A possible role for Toxoplasma gondii in the etiopathogenesis of schizophrenia is supported by epidemiological studies and animal models of infection. However, recent studies attempting to link Toxoplasma to schizophrenia have yielded mixed results. We performed a nested case-control study measured serological evidence of exposure to Toxoplasma gondii in a cohort of 2052 individuals. Within this cohort, a total of 1481 individuals had a psychiatric disorder and 571 of were controls without a psychiatric disorder. We found an increased odds of Toxoplasma exposure in individuals with a recent onset of psychosis (OR 2.44, 95% Confidence Interval 1.4–4.4, p < .003). On the other hand, an increased odds of Toxoplasma exposure was not found in individuals with schizophrenia or other psychiatric disorder who did not have a recent onset of psychosis. By identifying the timing of evaluation as a variable, these findings resolve discrepancies in previous studies and suggest a temporal relationship between Toxoplasma exposure and disease onset.
The protozoan parasite Toxoplasma gondii has been previously associated with an increased risk of serious psychiatric disorders such as schizophrenia. However, this association has been found in some studies and not others. We examined whether the differences among previous studies might be explained by the timing of patient evaluation and testing. We found that individuals who were evaluated soon after the onset of psychosis had increased odds of exposure to Toxoplasma gondii as evidenced by the measurement of antibodies in their blood. However. we did not find an increased rate of exposure to Toxoplasma gondii in individuals who had a diagnosis of schizophrenia or bipolar disorder but who did not have recent onset psychosis. Our findings are consistent with Toxoplasma exposure occurring around the time of onset of psychiatric symptoms in individuals with schizophrenia. Our findings might lead to the evaluation of new methods for the early treatment of schizophrenia in some individuals.
Citation: Yolken R, Torrey EF, Dickerson F (2017) Evidence of increased exposure to Toxoplasma gondii in individuals with recent onset psychosis but not with established schizophrenia. PLoS Negl Trop Dis 11(11): e0006040. https://doi.org/10.1371/journal.pntd.0006040
Editor: Aysegul Taylan Ozkan, Hitit University, Faculty of Medicine, TURKEY
Received: June 26, 2017; Accepted: October 15, 2017; Published: November 6, 2017
Copyright: © 2017 Yolken et al. This is an open access article distributed under the terms of the Creative Commons Attribution License, which permits unrestricted use, distribution, and reproduction in any medium, provided the original author and source are credited.

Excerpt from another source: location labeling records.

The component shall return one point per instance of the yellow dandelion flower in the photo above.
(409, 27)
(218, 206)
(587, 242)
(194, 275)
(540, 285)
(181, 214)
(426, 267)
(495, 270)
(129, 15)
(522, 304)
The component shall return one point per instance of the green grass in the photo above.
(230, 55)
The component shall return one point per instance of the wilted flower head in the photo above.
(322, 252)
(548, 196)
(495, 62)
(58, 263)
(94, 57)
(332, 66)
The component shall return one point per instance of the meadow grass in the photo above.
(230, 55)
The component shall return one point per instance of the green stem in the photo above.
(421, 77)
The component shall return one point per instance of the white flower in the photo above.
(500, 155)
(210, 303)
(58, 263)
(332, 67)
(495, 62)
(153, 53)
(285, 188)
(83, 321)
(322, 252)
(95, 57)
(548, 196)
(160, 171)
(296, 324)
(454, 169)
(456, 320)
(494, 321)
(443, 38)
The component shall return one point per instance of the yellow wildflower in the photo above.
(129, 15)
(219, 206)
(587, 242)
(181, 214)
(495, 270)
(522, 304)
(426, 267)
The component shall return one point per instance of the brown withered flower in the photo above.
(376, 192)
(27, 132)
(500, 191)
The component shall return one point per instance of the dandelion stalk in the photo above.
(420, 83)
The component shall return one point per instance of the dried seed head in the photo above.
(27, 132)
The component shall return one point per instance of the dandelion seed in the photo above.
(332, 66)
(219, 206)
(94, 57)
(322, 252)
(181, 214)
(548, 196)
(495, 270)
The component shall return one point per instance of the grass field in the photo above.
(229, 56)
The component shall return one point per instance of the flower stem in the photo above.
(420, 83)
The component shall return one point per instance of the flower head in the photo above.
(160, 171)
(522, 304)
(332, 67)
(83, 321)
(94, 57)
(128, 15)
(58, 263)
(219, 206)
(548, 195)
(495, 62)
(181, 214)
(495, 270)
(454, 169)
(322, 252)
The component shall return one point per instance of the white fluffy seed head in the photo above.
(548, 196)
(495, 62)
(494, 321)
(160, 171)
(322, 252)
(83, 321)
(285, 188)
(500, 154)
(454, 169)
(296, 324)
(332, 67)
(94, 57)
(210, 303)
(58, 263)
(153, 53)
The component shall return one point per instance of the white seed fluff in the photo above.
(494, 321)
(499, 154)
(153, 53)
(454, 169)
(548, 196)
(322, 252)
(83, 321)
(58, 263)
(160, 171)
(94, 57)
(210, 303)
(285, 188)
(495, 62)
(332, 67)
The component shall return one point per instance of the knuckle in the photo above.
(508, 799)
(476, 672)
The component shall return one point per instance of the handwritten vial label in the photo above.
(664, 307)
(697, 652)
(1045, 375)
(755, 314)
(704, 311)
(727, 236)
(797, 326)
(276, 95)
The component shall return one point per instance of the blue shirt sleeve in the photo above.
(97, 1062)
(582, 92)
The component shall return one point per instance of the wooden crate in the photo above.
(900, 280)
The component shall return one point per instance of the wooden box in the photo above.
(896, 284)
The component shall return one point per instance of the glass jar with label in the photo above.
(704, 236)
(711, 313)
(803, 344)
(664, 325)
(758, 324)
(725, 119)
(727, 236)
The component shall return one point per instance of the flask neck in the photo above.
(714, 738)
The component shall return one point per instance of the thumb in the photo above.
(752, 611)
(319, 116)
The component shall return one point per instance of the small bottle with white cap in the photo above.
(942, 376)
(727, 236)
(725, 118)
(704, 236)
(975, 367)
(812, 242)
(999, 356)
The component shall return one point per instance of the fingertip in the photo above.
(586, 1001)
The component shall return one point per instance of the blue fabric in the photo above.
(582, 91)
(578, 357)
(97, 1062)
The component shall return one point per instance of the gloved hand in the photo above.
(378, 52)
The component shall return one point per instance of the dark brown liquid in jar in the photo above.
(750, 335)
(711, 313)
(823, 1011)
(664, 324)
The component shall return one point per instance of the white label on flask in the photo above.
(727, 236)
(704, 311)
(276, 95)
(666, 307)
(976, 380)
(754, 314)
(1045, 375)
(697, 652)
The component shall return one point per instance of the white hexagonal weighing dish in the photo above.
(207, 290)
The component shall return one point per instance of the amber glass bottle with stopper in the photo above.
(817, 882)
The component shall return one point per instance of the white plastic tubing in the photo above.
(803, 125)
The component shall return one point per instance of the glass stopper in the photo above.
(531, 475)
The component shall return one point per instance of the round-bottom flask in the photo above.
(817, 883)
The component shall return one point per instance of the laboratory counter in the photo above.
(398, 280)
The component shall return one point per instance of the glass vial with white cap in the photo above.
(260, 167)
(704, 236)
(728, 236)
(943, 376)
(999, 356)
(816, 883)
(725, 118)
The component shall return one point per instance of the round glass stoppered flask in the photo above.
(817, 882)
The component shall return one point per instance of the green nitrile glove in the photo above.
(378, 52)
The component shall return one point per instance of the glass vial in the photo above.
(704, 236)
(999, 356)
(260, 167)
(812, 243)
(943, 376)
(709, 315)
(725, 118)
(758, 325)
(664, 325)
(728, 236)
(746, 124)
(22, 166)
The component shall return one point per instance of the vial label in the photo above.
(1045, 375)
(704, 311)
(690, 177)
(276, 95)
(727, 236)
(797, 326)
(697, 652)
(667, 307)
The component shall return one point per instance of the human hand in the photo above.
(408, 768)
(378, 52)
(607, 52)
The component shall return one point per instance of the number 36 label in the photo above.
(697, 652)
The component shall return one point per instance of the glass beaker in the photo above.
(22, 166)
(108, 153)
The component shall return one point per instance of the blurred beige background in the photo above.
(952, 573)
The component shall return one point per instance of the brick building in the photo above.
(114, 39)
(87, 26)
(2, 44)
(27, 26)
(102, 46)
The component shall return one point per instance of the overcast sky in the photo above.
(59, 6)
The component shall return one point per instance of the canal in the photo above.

Data Availability: Data will be available from Dr. Robert Yolken. Lorraine Brando, Johns Hopkins School of Medicine, firstname.lastname@example.org. Some restrictions apply based on regulations regarding patient confidentiality.
Funding: The work was supported by the Stanley Medical Research Institute. The funder had no role in study design, data collection and analysis, decision to publish, or preparation of the manuscript.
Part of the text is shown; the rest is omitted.